Estonia -- Securities Classification Regulatory Overview

Estonia classifies cryptocurrency tokens as securities based on the definitions in the Securities Market Act (SMA) and Law of Obligations Act (LOA), focusing on substance over form: tokens qualify if they represent ownership rights in an instrument (e.g., shares, bonds, derivatives), give investors rights in the issuer company, or have value tied to the issuer's future profits or success. [1][2] This approach differs from the US Howey test, as there is no direct equivalent; instead, the Financial Supervision Authority (FSA, or Finantsinspektsioon) assesses tokens individually against EU MiFID II criteria for transferable securities or non-MiFID securities, without automatic classification of crypto assets as securities under the Crypto Assets Market Act (alongside EU MiCA).[1][2][3]

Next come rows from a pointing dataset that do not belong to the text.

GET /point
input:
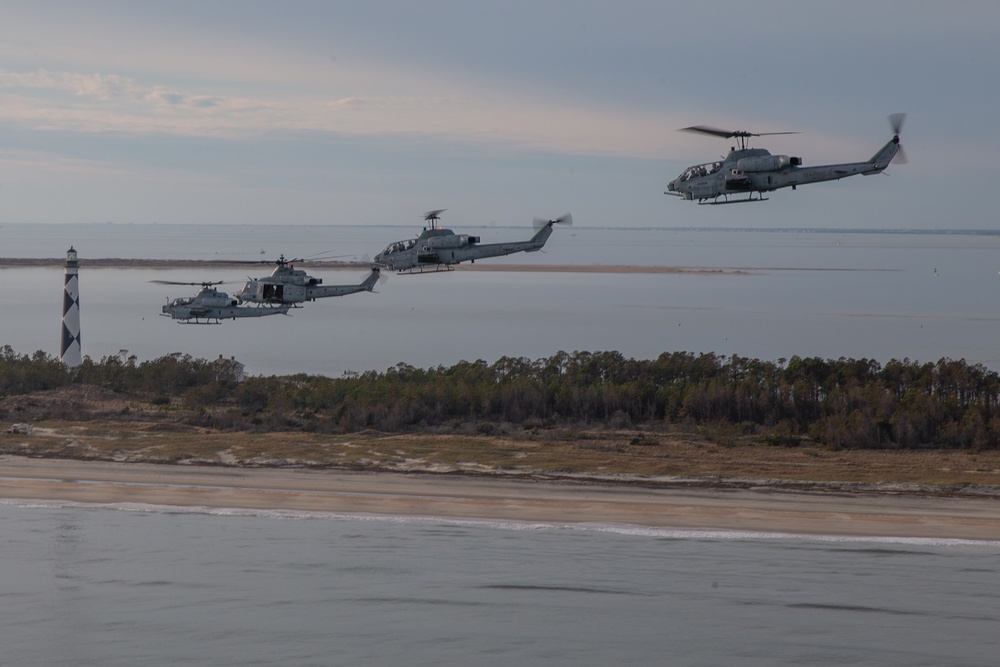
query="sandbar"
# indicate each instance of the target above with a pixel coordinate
(761, 509)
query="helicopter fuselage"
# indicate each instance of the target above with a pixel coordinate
(753, 170)
(438, 249)
(210, 304)
(292, 286)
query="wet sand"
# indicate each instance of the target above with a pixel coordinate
(491, 498)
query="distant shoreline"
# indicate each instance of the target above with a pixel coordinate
(119, 263)
(466, 498)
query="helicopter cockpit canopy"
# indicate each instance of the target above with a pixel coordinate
(399, 246)
(700, 170)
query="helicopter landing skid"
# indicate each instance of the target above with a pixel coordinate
(417, 270)
(732, 201)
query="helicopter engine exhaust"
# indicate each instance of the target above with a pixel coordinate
(767, 163)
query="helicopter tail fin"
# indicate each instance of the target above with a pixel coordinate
(372, 280)
(881, 160)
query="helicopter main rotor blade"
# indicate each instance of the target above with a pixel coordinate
(176, 282)
(705, 129)
(728, 134)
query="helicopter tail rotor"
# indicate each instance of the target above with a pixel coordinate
(567, 220)
(896, 121)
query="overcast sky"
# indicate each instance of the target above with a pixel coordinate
(327, 112)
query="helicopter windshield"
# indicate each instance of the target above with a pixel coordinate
(399, 246)
(700, 170)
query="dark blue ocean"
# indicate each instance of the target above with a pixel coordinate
(128, 585)
(769, 295)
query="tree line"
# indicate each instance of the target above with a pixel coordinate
(842, 403)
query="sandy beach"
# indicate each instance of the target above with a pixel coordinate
(465, 497)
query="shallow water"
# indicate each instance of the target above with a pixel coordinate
(120, 585)
(858, 295)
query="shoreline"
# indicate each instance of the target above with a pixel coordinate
(770, 509)
(505, 267)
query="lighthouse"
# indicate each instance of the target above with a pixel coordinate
(69, 350)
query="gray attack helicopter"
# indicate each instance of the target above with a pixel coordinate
(210, 306)
(754, 170)
(437, 249)
(288, 285)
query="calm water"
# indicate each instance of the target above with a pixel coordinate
(143, 585)
(880, 296)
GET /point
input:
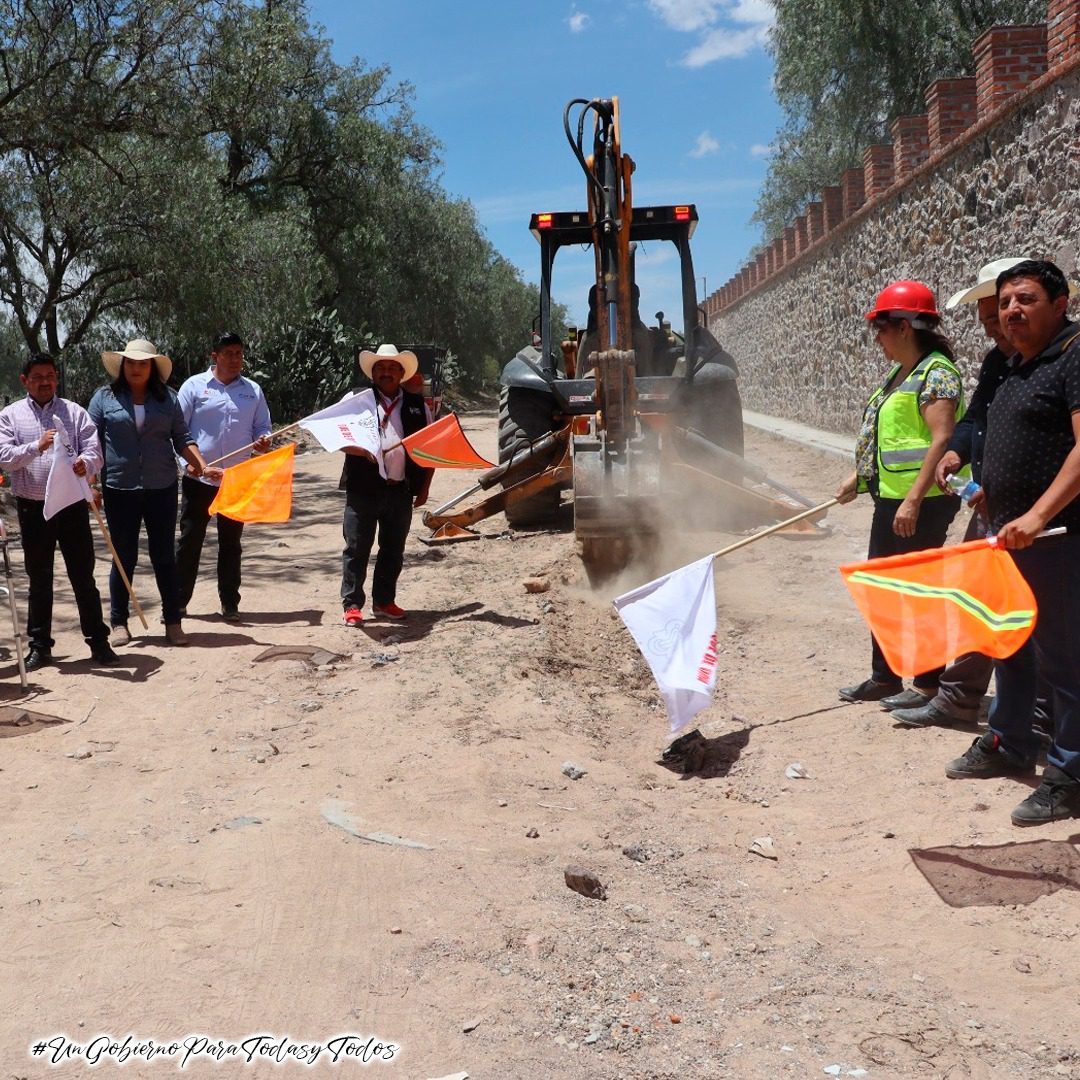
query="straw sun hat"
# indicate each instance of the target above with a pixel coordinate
(138, 349)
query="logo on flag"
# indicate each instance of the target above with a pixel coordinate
(673, 620)
(63, 487)
(352, 421)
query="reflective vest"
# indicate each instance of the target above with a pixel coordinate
(903, 437)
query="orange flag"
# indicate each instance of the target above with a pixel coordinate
(931, 606)
(443, 445)
(259, 489)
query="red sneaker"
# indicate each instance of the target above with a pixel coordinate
(389, 610)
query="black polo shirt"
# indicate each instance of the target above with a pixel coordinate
(969, 439)
(1029, 431)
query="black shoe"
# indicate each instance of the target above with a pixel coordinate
(682, 745)
(906, 699)
(37, 658)
(985, 758)
(930, 716)
(103, 653)
(1055, 798)
(869, 690)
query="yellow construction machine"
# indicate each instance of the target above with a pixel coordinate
(644, 423)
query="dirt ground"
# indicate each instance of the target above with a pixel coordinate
(179, 858)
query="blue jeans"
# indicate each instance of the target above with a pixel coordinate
(126, 511)
(1052, 568)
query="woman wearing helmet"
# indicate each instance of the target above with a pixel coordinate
(906, 427)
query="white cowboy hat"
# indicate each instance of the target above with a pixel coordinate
(406, 360)
(987, 284)
(137, 349)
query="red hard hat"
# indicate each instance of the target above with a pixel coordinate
(905, 297)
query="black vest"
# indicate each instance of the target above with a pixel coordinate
(361, 476)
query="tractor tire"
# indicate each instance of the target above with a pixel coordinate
(524, 417)
(716, 412)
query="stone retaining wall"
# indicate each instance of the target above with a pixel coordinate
(1010, 186)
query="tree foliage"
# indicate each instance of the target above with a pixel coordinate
(171, 169)
(845, 69)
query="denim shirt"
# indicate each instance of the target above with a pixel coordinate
(135, 459)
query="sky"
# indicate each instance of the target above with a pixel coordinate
(491, 80)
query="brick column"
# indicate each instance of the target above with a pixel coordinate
(832, 201)
(1063, 31)
(852, 188)
(952, 107)
(790, 250)
(877, 170)
(1007, 59)
(910, 144)
(778, 254)
(801, 240)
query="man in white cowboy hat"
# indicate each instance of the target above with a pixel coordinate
(228, 416)
(1031, 476)
(963, 683)
(383, 499)
(28, 429)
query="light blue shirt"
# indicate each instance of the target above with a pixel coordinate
(224, 417)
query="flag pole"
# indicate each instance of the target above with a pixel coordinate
(119, 566)
(777, 527)
(273, 434)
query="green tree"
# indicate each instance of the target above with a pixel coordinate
(845, 69)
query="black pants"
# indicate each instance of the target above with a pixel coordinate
(194, 517)
(70, 529)
(126, 513)
(935, 514)
(391, 511)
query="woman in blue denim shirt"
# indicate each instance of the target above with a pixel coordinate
(142, 430)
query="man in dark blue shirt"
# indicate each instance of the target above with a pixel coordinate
(1031, 480)
(963, 683)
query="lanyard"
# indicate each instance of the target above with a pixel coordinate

Tokens considered securities (security tokens) include:

• Tokenized shares, bonds, derivatives, investment fund units, or other instruments representing ownership rights on distributed ledger technology (DLT).[1]
• Tokens tied to commodity prices (classified as derivatives) or equity in the issuer (e.g., subscription rights to shares).[1][2][4]
• NFTs or other tokens that, based on characteristics, grant financial rights related to the issuing entity.[5] Utility tokens (granting access to products/services without ownership) and cryptocurrencies (valued by supply/demand) are not securities but may face lighter regulation under contract or consumer protection laws.[2][4]

Registration and exemption requirements for token issuers:

• Issuers must conduct a legal analysis before issuance; security tokens are regulated like traditional securities.[1]
• Public offerings require a prospectus and information document unless exemptions apply (e.g., private placements).[1]
• Companies providing investment services for security tokens need an investment firm license under the SMA.[1]
• Under MiCA (via Crypto Assets Market Act), asset-referenced tokens (ARTs, e.g., stablecoins tied to asset baskets) and e-money tokens (EMTs, pegged to fiat) require FSA authorization, with rules on capital reserves, governance, and transparency; other tokens are assessed case-by-case.[3] No harmonized EU-wide security token offering rules exist, so Estonian rules apply equivalently to non-tokenized securities.[1]

Secondary trading rules:

• Security tokens follow MiFID II for transferable securities (e.g., central securities register obligations) or non-MiFID rules, depending on classification.[1]
• Trading requires licensed investment firms; platforms must comply with investor protection and market integrity under SMA.[1][2] Virtual currency services (e.g., exchanges, wallets) are regulated for AML/CTF but not as financial services unless qualifying as securities.[7]

Enforcement examples: No specific cases are detailed in available sources, but the FSA supervises security tokens and recommends pre-issuance analysis to avoid violations; non-compliance leads to standard securities enforcement under SMA.[1][2]

Key legislation and regulatory guidance:

• Securities Market Act (SMA): Defines securities; applies to tokenized instruments.[1][2]
• Law of Obligations Act (LOA): Relevant for certain token rights.[2]
• Crypto Assets Market Act: Regulates crypto assets, ARTs, EMTs alongside MiCA (effective with EU adoption).[3]
• FSA Guidance: https://www.fi.ee/en/finantsinspektsioon/innovation-hub/tehnoloogiad-ja-arimudelid/security-token (security tokens); ICO legal status text linked therein.[1]
• EFSA/FSA Interpretations: Tokens as securities if tied to issuer rights/profits (historical EFSA, now FSA).[2]